Elektronik kitaptan söz edelim misal. Okumayı seviyorsun ama tercihin hep kâğıt. Dijital sana göre korkunç. Eh, dünya da malum “ilerliyor”. Yakın yüzyılda kitaplar tümden e-kitaba dönüşünce kütüphanen ya antika ya çöp olacak. Durum Strauss’un zarlarına bağlı. Yine de alışamıyorsun dijitale... Bu durumda ağzından aydınlanma lafı düşmeyen sen, gerici misin şimdi?

Yıllarca tartışıp birbirimize girdik. Ruh – beden, iç – dış, iyi – kötü, somut – soyut. Tüm bunlar nasıl az buçuk uydurmaysa ileri – geri de bir miktar öyle. Sabahattin Eyüboğlu altmışlarda yazmış. İkiye ayırarak düşünmeye çalışmak, sadece ikili görmek eski bir davranış kalıbıdır. Her şey görülenden fazla iç içe, her şey insan öğrendikçe daha görece, yerine göre... Ak karayla, kara akla birlikte. Yıkmak istediği sarayın parasını kabul eden Nâmık Kemal ilerici mi, gerici mi? Hamid’in edebi yeniliğine karşın bildiğimiz manada ilerici tutumu var mı hiç? Din karşısında ilerici (!) Fikret’in dil karşısında Âkif’ten geriye düşmesi? Yahya Kemal’i, fikir değiştirdiği için gerici görebilirken Türk kültürüne katkısını nereye koyulacak? Temmuzda yazacağım Halide Edip milli mücadelede gösterdiği tavırla hayli ilericiyken manda isteminde gericidir, nasıl olacak?

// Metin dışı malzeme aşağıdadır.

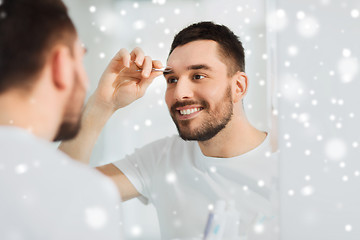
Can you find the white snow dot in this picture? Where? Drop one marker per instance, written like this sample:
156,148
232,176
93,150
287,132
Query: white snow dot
348,228
280,13
261,183
148,122
161,20
102,28
346,52
171,177
355,13
96,217
307,190
92,9
300,15
136,231
293,50
335,149
319,137
348,67
21,168
259,228
161,2
139,24
213,169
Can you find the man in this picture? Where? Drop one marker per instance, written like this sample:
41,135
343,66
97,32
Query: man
42,89
223,158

Ne diyorsun yani Caymaz, Türkiye’de gericilik sorunu yok mu diyorsun? Kim iddia edebilir. Ama aynı oranda ön tıkayan başka bir sorun var diyorum: Rakı içtiği ve geçmiş yıllarda biraz Nâzım okuduğu için kendini ilerici sayma gericiliği var diyorum. İnsanlar değil, davranışlardır ilerici veya gerici olan diyorum. Örneğin AKP iktidarının Millet Kütüphaneleri hamlesi bana göre ilerici ama tartışılan kıdem tazminatı mevzusu pek öyle değil! Emekçinin hakkı işi çetin iştir, kalkılamaz altından. Gel gör ki bizde iş en gerici davranış biçimiyle ilerliyor: İktidarın bir kararını ilerici buldunsa tümden gericisin. Gerici mi buldun, fena halde ilerici oluyorsun.

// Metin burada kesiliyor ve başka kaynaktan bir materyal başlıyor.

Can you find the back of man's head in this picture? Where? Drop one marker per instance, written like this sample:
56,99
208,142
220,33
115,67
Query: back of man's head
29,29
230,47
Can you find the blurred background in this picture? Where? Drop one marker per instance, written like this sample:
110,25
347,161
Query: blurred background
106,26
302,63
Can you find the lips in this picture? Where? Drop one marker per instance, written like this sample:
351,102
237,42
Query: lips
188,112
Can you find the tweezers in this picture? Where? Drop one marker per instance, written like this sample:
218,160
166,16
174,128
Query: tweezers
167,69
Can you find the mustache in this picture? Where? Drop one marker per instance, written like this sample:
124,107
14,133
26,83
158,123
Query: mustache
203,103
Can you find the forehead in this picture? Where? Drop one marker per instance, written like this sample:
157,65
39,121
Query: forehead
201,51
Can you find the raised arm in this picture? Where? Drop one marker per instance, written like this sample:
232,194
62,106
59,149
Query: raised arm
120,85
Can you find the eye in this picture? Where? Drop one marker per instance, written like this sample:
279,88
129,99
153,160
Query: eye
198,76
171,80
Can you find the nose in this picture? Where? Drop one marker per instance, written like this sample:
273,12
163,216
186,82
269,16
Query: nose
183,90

Politik olarak ilerici biri, kızının evlenmeden önce evden ayrılmamasını savunabilir. Gerici bilinen din adamı, ilerici sanılandan, beklenmedik bir konuda ileride olabilmektedir. Alanında çok ilerici biri, gericiden medet umabilir: Örneğin Balzac kralcıydı, Dostoyevski berbat bir milliyetçiydi, İsmet Özel de sana göre yeterince “ilerici” değil. Peki bu kimseler senin istediğin gibi değiller diye sanat değerlerini yitirirler mi? Yanında köle çalıştıran bir oğlancı olduğu için Aristo’yu reddeden var mı? Batılılar bu duruma pedagojik pederasti deyip geçiyor.

Kültür de alır payını bu işten. Sözde soykırıma karşı Tanpınar’ın tavrını sevmeyen ilerici eleştirmen birkaç yıl önce, eskiden gerici bilinmiş yazarı mafya babasıyla eş tuttu bir yazısında! Bir tek ilerici aydın da çıkıp bu ne rezillik yahu diyemedi. Asıl gericiliği de böyle anlamaya başlamak gerek işte, gerisi boş, gerisi hikâye!